Publicado em 9 de janeiro de 2024 às 06:00

Pessoas em situação de rua recebendo doações  Crédito: Ana Lucia Albuquerque/CORREIO

Das 5.130 pessoas vivendo em situação de rua em Salvador, 77% (3.949) são homens e 93% (4.778) são negras. Os dados são do Censo das Pessoas em Situação de Rua de Salvador, divulgado na manhã desta segunda-feira (8). O estudo é fruto de uma parceria entre a Prefeitura e o Projeto Axé, com cooperação técnica da Universidade Federal da Bahia (Ufba), Movimento População de Rua (MNPR) e a Rede Cata Bahia.

De acordo com o Censo, a população preta é a maioria entre as pessoas em situação de rua, equivalendo a 64% (3.265) do total recenseado. Pessoas pardas aparecem em seguida, com 29% (1.513). Por sua vez, as pessoas brancas ocupam o terceiro lugar do perfil racial, com 4% (208) das pessoas mapeadas.

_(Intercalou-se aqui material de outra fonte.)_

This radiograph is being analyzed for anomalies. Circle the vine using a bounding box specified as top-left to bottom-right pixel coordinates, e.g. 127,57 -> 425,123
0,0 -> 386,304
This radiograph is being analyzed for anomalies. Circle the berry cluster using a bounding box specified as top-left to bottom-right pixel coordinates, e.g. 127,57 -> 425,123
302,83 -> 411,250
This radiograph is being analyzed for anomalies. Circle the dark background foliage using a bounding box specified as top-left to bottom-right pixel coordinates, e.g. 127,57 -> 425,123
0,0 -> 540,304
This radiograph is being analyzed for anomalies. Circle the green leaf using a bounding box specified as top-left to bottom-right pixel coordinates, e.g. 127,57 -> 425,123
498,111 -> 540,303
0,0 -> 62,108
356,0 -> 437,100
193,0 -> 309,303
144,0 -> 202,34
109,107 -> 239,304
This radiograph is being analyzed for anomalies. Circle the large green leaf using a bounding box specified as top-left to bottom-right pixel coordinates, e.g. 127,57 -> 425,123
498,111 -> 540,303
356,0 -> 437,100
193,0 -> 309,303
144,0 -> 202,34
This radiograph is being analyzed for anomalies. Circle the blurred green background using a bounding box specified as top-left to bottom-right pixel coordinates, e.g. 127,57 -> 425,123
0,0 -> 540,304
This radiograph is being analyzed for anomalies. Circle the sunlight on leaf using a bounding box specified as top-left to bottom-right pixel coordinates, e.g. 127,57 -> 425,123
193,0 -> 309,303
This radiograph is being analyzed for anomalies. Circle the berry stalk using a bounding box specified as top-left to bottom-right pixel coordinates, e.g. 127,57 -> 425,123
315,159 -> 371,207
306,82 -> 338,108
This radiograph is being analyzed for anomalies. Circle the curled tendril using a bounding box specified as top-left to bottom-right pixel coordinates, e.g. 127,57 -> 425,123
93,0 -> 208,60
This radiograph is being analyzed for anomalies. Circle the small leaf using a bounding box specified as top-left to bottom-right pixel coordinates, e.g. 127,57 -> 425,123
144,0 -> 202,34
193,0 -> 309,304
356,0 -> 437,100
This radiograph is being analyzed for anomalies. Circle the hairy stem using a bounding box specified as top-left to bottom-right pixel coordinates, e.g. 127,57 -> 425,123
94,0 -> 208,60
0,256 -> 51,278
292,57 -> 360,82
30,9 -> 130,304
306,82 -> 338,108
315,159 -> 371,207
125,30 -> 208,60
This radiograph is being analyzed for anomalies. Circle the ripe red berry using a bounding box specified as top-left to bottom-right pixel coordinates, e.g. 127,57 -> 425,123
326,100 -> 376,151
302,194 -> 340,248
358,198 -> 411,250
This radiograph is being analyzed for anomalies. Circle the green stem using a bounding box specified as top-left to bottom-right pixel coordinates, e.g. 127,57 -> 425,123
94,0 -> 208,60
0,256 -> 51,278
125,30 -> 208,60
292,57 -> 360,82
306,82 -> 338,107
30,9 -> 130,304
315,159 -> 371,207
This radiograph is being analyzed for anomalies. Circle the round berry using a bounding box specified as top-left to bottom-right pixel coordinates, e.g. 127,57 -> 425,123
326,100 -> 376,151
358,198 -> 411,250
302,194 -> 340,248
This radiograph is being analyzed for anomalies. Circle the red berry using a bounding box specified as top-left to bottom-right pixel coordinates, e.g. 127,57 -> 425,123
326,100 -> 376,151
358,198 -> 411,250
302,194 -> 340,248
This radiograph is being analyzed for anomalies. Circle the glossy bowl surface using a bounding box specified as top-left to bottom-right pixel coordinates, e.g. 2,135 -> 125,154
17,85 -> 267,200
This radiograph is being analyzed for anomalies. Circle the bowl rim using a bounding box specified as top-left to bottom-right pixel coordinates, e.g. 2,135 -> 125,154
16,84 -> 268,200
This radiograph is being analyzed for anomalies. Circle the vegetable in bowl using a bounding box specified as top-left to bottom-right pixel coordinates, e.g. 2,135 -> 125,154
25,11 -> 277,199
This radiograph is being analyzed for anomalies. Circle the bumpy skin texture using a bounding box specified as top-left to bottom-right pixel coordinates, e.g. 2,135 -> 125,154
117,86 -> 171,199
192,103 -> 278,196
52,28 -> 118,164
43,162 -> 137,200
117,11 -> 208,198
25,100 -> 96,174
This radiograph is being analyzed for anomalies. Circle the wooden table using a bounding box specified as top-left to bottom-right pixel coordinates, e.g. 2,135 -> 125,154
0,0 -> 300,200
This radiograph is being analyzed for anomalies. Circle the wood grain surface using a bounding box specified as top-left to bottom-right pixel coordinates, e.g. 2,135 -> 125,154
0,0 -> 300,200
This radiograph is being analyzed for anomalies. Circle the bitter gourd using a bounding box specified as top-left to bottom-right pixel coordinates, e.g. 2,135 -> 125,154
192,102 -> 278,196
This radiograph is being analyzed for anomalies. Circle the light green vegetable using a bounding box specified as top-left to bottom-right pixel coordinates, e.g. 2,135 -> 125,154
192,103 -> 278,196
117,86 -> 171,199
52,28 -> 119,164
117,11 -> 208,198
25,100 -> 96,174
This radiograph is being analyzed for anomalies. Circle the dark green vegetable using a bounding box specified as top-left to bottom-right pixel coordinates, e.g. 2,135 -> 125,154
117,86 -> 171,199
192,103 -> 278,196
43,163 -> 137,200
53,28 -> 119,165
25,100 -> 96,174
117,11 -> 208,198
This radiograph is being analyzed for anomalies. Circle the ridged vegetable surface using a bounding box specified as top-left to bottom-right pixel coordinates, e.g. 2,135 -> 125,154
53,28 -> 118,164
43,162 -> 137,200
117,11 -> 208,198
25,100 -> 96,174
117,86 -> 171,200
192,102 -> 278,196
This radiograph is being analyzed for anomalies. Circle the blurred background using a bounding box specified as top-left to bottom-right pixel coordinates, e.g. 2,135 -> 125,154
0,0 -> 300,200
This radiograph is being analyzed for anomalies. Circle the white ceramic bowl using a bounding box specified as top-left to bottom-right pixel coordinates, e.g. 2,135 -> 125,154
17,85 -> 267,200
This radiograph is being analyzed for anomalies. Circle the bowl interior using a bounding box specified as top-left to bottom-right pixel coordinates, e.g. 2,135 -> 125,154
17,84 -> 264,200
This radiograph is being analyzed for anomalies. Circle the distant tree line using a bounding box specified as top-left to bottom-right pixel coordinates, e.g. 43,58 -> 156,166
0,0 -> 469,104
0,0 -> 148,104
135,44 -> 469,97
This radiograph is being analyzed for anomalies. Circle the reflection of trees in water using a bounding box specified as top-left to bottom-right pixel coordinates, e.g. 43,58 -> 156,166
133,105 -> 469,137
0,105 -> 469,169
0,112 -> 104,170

Para Ademário Costa, cientista Social e coordenador de Relações Institucionais do Movimento Negro Unificado (MNU), as razões para as pessoas negras serem a maioria em situação de rua na capital baiana têm raízes históricas. Ele destaca que o colorismo têm influência decisiva nesse cenário, uma vez que pessoas pretas compõem a maioria desses dados.

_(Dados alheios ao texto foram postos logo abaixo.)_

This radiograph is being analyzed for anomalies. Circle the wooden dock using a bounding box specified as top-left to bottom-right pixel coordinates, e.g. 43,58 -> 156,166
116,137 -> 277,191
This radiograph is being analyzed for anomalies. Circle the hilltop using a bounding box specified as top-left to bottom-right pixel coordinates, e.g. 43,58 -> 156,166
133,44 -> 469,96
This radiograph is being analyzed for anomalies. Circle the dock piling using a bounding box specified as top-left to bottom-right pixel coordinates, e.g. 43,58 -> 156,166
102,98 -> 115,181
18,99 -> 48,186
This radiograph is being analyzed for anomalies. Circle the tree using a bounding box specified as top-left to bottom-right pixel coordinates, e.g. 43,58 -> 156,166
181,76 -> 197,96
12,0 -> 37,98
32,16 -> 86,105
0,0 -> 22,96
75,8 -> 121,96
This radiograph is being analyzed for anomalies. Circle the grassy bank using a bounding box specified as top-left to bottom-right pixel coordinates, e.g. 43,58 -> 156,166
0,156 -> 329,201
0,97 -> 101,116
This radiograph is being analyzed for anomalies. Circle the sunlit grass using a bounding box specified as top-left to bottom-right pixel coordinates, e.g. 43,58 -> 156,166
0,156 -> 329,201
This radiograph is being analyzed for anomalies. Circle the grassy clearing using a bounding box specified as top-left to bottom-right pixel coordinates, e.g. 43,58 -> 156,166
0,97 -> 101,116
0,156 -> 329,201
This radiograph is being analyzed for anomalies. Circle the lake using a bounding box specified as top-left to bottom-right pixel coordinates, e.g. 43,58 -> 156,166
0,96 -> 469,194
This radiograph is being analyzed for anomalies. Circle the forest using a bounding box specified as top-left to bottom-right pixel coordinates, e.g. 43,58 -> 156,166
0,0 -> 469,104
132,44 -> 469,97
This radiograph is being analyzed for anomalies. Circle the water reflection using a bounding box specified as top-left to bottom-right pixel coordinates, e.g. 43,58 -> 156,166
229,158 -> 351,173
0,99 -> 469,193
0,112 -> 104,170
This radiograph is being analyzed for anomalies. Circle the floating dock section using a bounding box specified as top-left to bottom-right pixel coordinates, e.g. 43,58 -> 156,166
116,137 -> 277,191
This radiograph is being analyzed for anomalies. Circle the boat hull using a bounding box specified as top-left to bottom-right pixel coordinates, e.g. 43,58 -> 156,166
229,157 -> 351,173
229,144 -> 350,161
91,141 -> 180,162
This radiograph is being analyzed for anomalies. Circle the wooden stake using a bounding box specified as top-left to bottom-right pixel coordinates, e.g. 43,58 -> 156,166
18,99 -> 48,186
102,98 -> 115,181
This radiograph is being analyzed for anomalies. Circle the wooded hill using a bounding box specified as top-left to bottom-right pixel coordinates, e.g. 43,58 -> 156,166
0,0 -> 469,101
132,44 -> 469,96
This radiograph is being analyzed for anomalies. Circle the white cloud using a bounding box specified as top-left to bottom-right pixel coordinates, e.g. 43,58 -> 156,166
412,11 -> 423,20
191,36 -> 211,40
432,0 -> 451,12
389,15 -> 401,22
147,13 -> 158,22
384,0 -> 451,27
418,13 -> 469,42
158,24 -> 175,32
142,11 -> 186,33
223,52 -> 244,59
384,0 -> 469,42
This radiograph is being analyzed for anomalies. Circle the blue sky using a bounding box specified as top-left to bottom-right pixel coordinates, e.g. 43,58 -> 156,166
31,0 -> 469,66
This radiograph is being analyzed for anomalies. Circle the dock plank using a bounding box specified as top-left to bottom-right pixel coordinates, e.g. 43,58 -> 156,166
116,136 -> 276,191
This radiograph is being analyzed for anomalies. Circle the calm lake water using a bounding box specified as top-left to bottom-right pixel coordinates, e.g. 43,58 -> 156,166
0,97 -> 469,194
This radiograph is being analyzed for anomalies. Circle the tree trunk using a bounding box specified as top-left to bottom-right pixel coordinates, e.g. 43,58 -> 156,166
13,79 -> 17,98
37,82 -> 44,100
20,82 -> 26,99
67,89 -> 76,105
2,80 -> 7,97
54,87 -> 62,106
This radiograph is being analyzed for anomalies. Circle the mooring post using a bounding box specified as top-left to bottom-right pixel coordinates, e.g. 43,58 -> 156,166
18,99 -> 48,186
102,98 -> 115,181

“Nosso racismo à brasileira é baseado em uma política de branqueamento da população que atribui aspectos negativos para a população negra de forma gradativa. Quanto mais a população se aproxima das origens africanas maior é a ausência de direitos, tratando de forma menos perversa a parte da população que apresenta um fenótipo mais europeizado ou socialmente branco”, pontua.

No que diz respeito ao sexo, Lucas Vezedek, técnico em atividades educacionais do Projeto Axé, aponta que o fato de os homens serem a maioria dentre as pessoas em situação de rua em Salvador acompanha o cenário nacional. As mulheres representam 19% (975) do total. “Um dado sobre educação patriarcal indica que os homens e os meninos das partes trabalhadoras mais vulneráveis vão para as ruas buscar sustento, enquanto as mulheres são mantidas no ambiente doméstico. Elas não são menos vulneráveis por isso, mas ficam mantidas por mais tempo em casa”, esclarece.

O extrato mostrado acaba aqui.